Frank Hiller aus Mundelsheim war mit seiner Familie auf der A81 zwischen Ellhofen und Untergruppenbach unterwegs, als er Zeuge einer Unfallflucht wurde: Ein BMW-Fahrer scherte zum Überholen eines Lkw aus, übersah dabei aber einen VW-Bus. Die Fahrerin des Busses wich ihm instinktiv aus und kollidierte deshalb mit einem Mercedes auf der linken Fahrspur. Der BMW-Fahrer flüchtete. Frank Hiller verfolgte den Unfallverursacher über viele Kilometer bis der Sohn des Preisträgers mit seinem Smartphone Bilder von ihm und seinem Fahrzeug machen konnte. Anschließend fuhr Frank Hiller zu der Unfallstelle zurück, um sich um die Beteiligten zu kümmern und sich als Zeuge zur Verfügung zu stellen.
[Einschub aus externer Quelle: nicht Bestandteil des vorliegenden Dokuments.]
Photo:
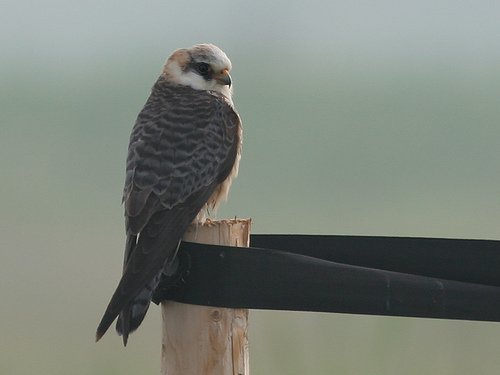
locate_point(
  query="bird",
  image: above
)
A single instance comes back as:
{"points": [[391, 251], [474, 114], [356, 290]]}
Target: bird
{"points": [[183, 154]]}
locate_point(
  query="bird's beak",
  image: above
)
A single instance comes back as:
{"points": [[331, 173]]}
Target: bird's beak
{"points": [[223, 78]]}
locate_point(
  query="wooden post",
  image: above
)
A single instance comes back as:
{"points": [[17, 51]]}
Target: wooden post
{"points": [[203, 339]]}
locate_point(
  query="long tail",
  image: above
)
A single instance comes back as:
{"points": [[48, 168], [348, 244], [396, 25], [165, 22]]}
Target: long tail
{"points": [[133, 313]]}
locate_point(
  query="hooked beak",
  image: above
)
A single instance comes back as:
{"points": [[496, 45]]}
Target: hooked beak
{"points": [[223, 78]]}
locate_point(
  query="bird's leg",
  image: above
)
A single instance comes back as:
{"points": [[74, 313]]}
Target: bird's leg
{"points": [[172, 263]]}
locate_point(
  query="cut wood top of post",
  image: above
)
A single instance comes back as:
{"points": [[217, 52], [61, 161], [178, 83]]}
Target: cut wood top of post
{"points": [[235, 232]]}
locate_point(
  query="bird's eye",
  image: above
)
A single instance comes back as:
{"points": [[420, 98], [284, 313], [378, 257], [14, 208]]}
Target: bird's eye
{"points": [[203, 68]]}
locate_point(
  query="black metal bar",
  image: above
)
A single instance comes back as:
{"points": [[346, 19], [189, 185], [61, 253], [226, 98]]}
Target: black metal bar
{"points": [[346, 275]]}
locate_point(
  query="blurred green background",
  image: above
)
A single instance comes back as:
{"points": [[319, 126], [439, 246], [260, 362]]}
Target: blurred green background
{"points": [[360, 117]]}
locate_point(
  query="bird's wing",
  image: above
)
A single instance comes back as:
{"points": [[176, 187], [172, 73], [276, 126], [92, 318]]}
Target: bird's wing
{"points": [[183, 145]]}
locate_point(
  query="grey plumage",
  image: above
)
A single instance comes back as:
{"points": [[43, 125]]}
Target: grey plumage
{"points": [[184, 145]]}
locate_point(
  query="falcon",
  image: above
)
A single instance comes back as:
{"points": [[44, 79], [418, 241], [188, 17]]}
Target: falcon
{"points": [[183, 154]]}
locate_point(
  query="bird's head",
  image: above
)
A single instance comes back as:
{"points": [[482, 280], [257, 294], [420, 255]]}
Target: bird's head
{"points": [[202, 67]]}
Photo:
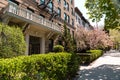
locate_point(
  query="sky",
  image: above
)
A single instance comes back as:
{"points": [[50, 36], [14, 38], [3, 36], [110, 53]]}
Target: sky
{"points": [[80, 5]]}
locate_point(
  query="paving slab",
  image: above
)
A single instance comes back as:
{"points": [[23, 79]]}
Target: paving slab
{"points": [[107, 67]]}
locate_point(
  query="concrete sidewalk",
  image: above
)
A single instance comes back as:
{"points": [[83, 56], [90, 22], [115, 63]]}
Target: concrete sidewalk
{"points": [[106, 67]]}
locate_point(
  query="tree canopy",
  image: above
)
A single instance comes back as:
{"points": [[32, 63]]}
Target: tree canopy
{"points": [[110, 9]]}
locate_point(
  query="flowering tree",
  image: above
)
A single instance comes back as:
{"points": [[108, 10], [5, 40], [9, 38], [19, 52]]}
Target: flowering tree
{"points": [[94, 39], [98, 39]]}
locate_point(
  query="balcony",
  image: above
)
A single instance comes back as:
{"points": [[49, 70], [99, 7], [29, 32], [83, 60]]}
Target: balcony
{"points": [[30, 17]]}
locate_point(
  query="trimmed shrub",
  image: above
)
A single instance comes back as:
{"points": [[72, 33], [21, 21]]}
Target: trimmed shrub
{"points": [[95, 54], [37, 67], [12, 41], [58, 48], [90, 56]]}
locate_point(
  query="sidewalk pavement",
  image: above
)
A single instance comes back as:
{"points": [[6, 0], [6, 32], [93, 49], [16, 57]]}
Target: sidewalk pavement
{"points": [[107, 67]]}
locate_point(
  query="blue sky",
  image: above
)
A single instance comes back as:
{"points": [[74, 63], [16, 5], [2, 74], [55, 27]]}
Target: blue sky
{"points": [[80, 5]]}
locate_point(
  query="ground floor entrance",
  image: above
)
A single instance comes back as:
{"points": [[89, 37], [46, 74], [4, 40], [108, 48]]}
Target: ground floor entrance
{"points": [[34, 45]]}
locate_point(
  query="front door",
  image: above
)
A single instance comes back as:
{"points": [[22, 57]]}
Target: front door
{"points": [[34, 45]]}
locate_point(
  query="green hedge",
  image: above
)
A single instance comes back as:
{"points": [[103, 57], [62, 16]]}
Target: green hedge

Preisgeld: 300 Euro.

 

Übergriff verhindert

Sie war gerade am Putzen, als Nataliya Kail vor der Otto-Klenert-Realschule in Bad Friedrichshall eine Auseinandersetzung bemerkte. Um die neun Jugendlichen haben dort einen 14-jährigen Schüler abgepasst, schlugen auf ihn ein und traten ihn am Kopf, als er am Boden lag. Nataliya Kail ging beherzt mit ihrem Wischmopp in der Hand auf die Angreifer zu, forderte sie dazu auf, aufzuhören und verständigte die Polizei. Die Gruppe ließ daraufhin von dem Jugendlichen ab. Eine eingerichtete Ermittlungsgruppe konnte alle Beteiligten identifizieren und zur Anzeige bringen. Gegen drei der Beschuldigten wurde Haftbefehl erlassen. Preisgeld: 400 Euro.

 

Graffiti-Sprayer überführt

Als ein junges Paar am frühen Samstagmorgen in der Heilbronner Innenstadt nach Hause kam, bemerkte es vier Jugendliche, die ein Gebäude mit Graffiti besprühten. Das Paar folgte den Sprayern daraufhin und verständigte die Polizei. So wurden weitere Farbschmierereien ausfindig gemacht. Preisgeld: jeweils 200 Euro.